Functional Programming at the University of Kansas: Tutorial

Showing posts with label Tutorial. Show all posts

Sunday, June 1, 2014

Haskell, DLLs, and You

Haskell libraries are suitable for the large majority of a functional programmer's use cases. Sometimes, however, there are needs that Haskell alone cannot fulfill. One common example is interfacing with low-level OS utilities. Since many of these tools are written in C, Haskell provides a useful -XForeignFunctionInterface (FFI) extension to use C functions and data directly. Below is an example file (Main1.hsc) that utilizes the FFI to call srand() and rand() on Linux:

{-# LANGUAGE ForeignFunctionInterface #-}
module Main where

import Foreign.C.Types

#include <stdlib.h>

foreign import ccall "srand"
    c_srand :: CUInt -> IO ()

foreign import ccall "rand"
    c_rand :: IO CInt

main :: IO ()
main = readLn >>= c_srand >> c_rand >>= print

Notice that the file extension is .hsc, not .hs.

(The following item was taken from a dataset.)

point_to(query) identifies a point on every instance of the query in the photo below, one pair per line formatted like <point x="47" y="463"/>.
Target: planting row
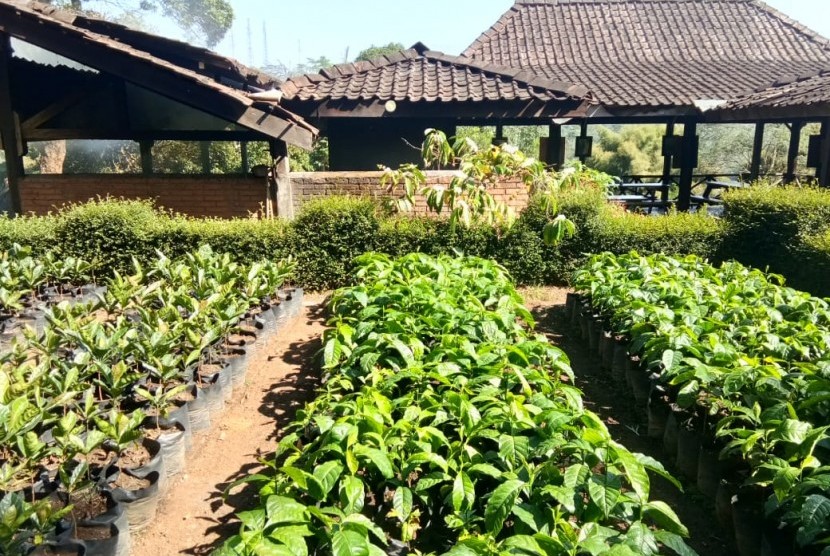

This is because it uses a special #include construct that must be processed by the hsc2hs program (which comes with the Haskell Platform). If you use cabal, this is done automatically. Otherwise, hsc2hs can be invoked like so:

$ hsc2hs Main1.hsc
$ runhaskell Main1.hs
42
71876166
$ runhaskell Main1.hs
27
1416980517

Generally, this process is pretty straightforward for Linux header files. What about other operating systems? One OS in particular, Windows, also provides C headers for its API, but they are much more difficult for hsc2hs to use successfully. Here is a simple example (Main2.hsc) that uses the Windows API function timeGetTime(), which retrieves the current system time in milliseconds:

{-# LANGUAGE ForeignFunctionInterface #-}
module Main where

#include <timeapi.h>

import System.Win32.Types

foreign import ccall "timeGetTime"
    c_timeGetTime :: IO DWORD

main :: IO ()
main = putStrLn . show =<< c_timeGetTime

If you attempt to simply run hsc2hs Main2.hsc, you will get an error resembling Main2.hsc:4:21: fatal error: timeapi.h: No such file or directory. That's not surprising, since we're referencing a Windows API header that isn't shipped with the version of MinGW that the Haskell Platform for Windows uses. To get around this, we'll try including the necessary header location manually (using Cygwin):

$ hsc2hs Main2.hsc -I"C:\Program Files (x86)\Windows Kits\8.1\Include\um"
In file included from Main2.hsc:4:0:
C:\Program Files (x86)\Windows Kits\8.1\Include\um/timeapi.h:17:20: fatal error: apiset.h: No such file or directory
compilation terminated.

Oh no! timeapi.h depends on a header file located in a different directory. That means we should only need to link that additional directory to resolve the issue, right?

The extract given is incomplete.